E. Stanley Jones was a missionary, a theologian, and a prolific writer. In his devotional book titled In Christ he brings out the tremendous fact that our redemption is in Christ, i.e., we experience it in our union with Him:

"'He has delivered us from the dominion of darkness and transferred us to the kingdom of his beloved Son, in whom we have redemption, the forgiveness of sins.' (Col. 1:13-14.) Note: 'In whom we have redemption,' not merely 'through Whom.' If you do not pass from the 'through Whom' to the 'in Whom,' there is no redemption. The 'through' is outside us in history, but the 'in' is inside us in experience. The historical must become the experiential or it isn't redemption, except in potentiality--not in actuality. I can accept the 'through Whom' without personal self-surrender; but I cannot accept the 'in Whom' without personal self-surrender.

"The unsurrendered self, acting as God, creates a 'dominion of darkness.' The self-centered live, move, and have their being in a dominion of darkness. They are fumbling and stumbling in the dark with this business of living. The universe doesn't back their being God, so none of their sums add up to sense--only nonsense.

"Then comes the great self-renunciation, self-surrender. We renounce self, and we receive God. Then He, and He only, delivers us from the dominion of darkness. He who made our selves can deliver us from the tyranny of making our selves God. The deliverer is God. We cannot pummel and beat and murder ourselves. We let go and let God. He delivers and He transfers us to the Kingdom of His beloved Son. There everything is light and everything adds up to sense.

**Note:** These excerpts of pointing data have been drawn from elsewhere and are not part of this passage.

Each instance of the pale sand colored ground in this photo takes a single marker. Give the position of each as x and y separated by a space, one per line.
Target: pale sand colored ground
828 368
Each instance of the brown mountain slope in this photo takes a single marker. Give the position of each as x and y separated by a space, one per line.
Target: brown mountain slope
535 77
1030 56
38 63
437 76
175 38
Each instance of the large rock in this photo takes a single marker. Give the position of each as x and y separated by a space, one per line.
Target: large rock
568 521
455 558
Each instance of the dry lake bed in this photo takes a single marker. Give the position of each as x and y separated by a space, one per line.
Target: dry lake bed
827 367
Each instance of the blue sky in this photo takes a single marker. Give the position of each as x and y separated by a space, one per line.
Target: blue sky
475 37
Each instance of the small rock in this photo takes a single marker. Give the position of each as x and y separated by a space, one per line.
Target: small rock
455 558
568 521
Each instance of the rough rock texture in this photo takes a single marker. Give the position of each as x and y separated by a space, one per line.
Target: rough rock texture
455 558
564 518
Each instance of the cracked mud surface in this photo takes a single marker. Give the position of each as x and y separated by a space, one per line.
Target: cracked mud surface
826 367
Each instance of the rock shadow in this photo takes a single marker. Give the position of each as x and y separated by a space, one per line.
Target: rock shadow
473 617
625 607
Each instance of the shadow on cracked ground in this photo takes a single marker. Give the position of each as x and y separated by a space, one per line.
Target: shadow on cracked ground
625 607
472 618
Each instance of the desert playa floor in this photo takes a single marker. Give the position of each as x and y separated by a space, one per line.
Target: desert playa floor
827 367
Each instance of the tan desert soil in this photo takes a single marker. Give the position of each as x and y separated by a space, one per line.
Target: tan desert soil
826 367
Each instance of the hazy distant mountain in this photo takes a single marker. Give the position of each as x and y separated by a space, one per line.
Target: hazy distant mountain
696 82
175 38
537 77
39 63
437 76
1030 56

"The center of that transference is 'the forgiveness of sins.' Many want redemption without forgiveness of sins. They would like to add virtue to virtue and thus be redeemed. It can't be done. That is trying to get blood out of a turnip--virtue out of an unsurrendered, hence unforgiven, self. The unsurrendered self invades all the added virtues and turns them into vices. The self and its sin must be surrendered. Then forgiveness, reconciliation, redemption, and the kingdom of His Beloved Son can be ours!"